Beschleunigter Herzschlag im Halbschlaf: Erster Teil
Ich bin nach einem Taugenichts benannt. Wurde ich als Kind nach der Bewandtnis meines eigentümlichen Vornamens gefragt, berichtete ich stets mit verborgenem Stolz – als sei ich so nicht nur bezeichnet, sondern ausgezeichnet und ein gelungener Lebensweg mir vorbestimmt – meine Mutter habe in der Nacht meiner Geburt eine romantische Novelle Joseph von Eichendorffs gelesen und mir am Morgen den Namen der Hauptfigur gegeben, die, einem frisch geborenen Säugling nicht unähnlich, in die Welt geworfen werde, um dort durch Fügung und Geschick schließlich ihr Glück zu finden. So gewiss wähnte ich mich jahrelang als Wiedergänger dieses Helden einer lang vergangenen Epoche, so unsichtbar privilegiert unter meinen Freunden, die allesamt nur Thomas, Andreas oder Florian hießen, und so geschützt und geleitet von der geheimen Losung meines Namens, dass es mich kaum erstaunte, ja mir ganz folgerichtig erschien, als uns der Deutschlehrer in der neunten Klasse eines Tages Eichendorffs Aus dem Leben eines Taugenichts als Lektüre ankündigte und bald darauf die gelben Reclam-Bändchen auf die Pulte verteilte. Ich spürte, meine eigentliche Taufe stand nun bevor, die Begegnung mit meinem romantischen Zwilling würde meine glanzvolle Bestimmung endlich für jedermann enthüllen, hier in diesem Klassenzimmer musste mein neuer Weg, musste meine Wanderung beginnen. Und so las ich mit erwartungsvoller Rührung rasch die ersten Seiten unter der Bank, wurde aber, als mein Name nirgends fiel, zunehmend ungeduldig, übersprang bald Zeilen und ganze Absätze, blätterte wie ein Bestohlener blindwütig durch die Kapitel, im Unterleib das flaue Gefühl aufsteigender Panik, und als der Lehrer mich wegen der raschelnden Unruhe auf meinem Platz anfuhr, was denn los sei, was ich denn da so hektisch suche, brachte ich mit brechender Stimme nur hervor: „Ich kann mich nicht finden.“
Illustrationen von Philip Grot Johann and Edmund Kanoldt
Die Mutter, die ich gleich am Mittag zu Hause in der schwachen Hoffnung zur Rede stellte, sie könne durch eine schlüssige Auflösung, durch eine überraschende Wende den gellenden Spott, dem mich mein Ausbruch in der Klasse ausgeliefert hatte, doch noch in einen späten Triumph auflösen, beteuerte erschrocken ob meiner Verfassung noch einmal die Wahrheit um die Geschichte meines Namens, aber als ich sie ans Bücherregal drängte und sie schließlich ihren längst vergilbten und am Buchrücken schon brüchig gewordenen Band des Taugenichts hervorzog, fand sie zwar auf der ersten Seite noch ihre kaum mehr leserliche Bleistifteintragung Aschheim, Okt. 1976, doch so lang sie auch die Zeilen überflog, dabei immer wieder ungläubig den Kopf schüttelte und flüsterte, das sei seltsam, sehr seltsam, der Taugenichts blieb auch in ihrer Ausgabe ein einsamer Zolleinnehmer ohne Namen, und mit jeder weiteren umgewendeten Seite verstärkte sich das grauenvolle Gefühl in mir, von jeher nicht mehr als ein falsches Versprechen gewesen zu sein.

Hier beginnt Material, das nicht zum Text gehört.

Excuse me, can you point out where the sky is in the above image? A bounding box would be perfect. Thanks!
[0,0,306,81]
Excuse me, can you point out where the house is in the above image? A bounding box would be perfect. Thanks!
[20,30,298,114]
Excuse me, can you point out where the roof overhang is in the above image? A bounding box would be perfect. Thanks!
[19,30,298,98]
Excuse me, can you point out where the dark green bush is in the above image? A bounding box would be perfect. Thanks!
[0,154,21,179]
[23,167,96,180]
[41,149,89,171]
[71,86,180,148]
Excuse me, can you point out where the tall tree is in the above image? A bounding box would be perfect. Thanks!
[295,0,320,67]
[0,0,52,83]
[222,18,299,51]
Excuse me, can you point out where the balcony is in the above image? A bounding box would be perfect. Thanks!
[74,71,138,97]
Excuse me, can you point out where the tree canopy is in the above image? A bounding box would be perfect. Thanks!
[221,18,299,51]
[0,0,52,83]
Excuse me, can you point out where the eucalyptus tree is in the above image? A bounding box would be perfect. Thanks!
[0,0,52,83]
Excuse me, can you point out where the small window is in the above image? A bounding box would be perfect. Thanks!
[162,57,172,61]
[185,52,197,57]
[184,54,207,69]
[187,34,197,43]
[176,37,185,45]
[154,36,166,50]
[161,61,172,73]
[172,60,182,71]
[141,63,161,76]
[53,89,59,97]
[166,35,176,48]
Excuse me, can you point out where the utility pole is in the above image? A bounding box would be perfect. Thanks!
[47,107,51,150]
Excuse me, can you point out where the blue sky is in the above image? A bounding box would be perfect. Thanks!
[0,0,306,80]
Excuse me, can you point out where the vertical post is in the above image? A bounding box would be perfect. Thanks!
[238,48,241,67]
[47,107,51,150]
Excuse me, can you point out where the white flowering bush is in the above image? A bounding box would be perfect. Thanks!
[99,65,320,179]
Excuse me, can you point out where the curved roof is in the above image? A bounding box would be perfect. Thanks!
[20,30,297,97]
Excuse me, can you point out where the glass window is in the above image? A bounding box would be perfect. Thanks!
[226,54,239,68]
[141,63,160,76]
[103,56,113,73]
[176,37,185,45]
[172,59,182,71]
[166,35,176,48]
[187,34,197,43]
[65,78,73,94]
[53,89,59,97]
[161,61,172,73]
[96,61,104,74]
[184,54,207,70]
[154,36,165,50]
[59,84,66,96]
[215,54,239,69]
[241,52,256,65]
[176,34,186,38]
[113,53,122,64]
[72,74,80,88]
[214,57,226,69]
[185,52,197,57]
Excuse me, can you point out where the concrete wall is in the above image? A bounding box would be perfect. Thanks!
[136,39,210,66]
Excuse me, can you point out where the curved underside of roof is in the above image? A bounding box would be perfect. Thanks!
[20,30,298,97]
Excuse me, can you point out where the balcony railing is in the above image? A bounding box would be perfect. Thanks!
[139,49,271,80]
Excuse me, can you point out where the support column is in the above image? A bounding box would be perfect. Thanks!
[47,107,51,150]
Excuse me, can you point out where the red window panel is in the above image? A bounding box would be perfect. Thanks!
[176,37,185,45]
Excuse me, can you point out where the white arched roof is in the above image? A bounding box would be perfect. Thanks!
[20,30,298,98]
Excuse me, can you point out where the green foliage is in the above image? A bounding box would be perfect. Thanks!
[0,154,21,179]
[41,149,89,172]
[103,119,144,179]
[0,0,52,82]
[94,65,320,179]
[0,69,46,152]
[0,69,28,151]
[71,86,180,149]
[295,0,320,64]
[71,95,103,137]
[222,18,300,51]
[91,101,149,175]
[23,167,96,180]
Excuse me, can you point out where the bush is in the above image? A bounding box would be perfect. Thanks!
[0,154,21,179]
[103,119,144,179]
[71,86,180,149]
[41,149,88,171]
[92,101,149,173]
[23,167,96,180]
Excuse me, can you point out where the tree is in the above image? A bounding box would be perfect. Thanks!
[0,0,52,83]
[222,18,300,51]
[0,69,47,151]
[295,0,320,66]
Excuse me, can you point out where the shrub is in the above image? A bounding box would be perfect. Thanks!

(c) Literaturportal Bayern
Jahre später lüftete sich das Geheimnis, als ich während meines Filmstudiums durch Zufall auf den Film Der Taugenichts stieß, einen Stummfilm von Carl Froelich aus dem Jahre 1921, den meine Mutter, wie sich nun herausstellte, tatsächlich kurz vor meiner Geburt im Münchner Filmmuseum gesehen hatte und dessen Hauptfigur Fridolin ihre Erinnerung offenbar in den Roman Eichendorffs hatte übergehen lassen. Mich überkam augenblicklich ein merkwürdig heftiges Gefühl der Erleichterung angesichts des Rätsels Lösung, als sei ich unverhofft von einer schweren Anklage freigesprochen. Und doch bin ich eine diffuse, tief in mir verankerte Furcht vor Entwurzelung seit jenem Kindheitserlebnis nie ganz losgeworden. Letztlich, so glaube ich, habe ich allein deshalb mit dem Schreiben begonnen, aus einer romantischen Sehnsucht nach Identität heraus, denn Schreiben bedeutet Selbstbestimmung auch im ganz wörtlichen Sinne, und noch heute kann ich nicht anders, als bei jedem neu erschienenen Buch von mir zunächst lang den Namen auf dem Umschlag zu betrachten und mich zu fragen, ob ich all diese Seiten wirklich selbst geschrieben haben könne oder nicht doch möglicherweise einem neuerlichen Betrug aufsitze.
Fortsetzung folgt ...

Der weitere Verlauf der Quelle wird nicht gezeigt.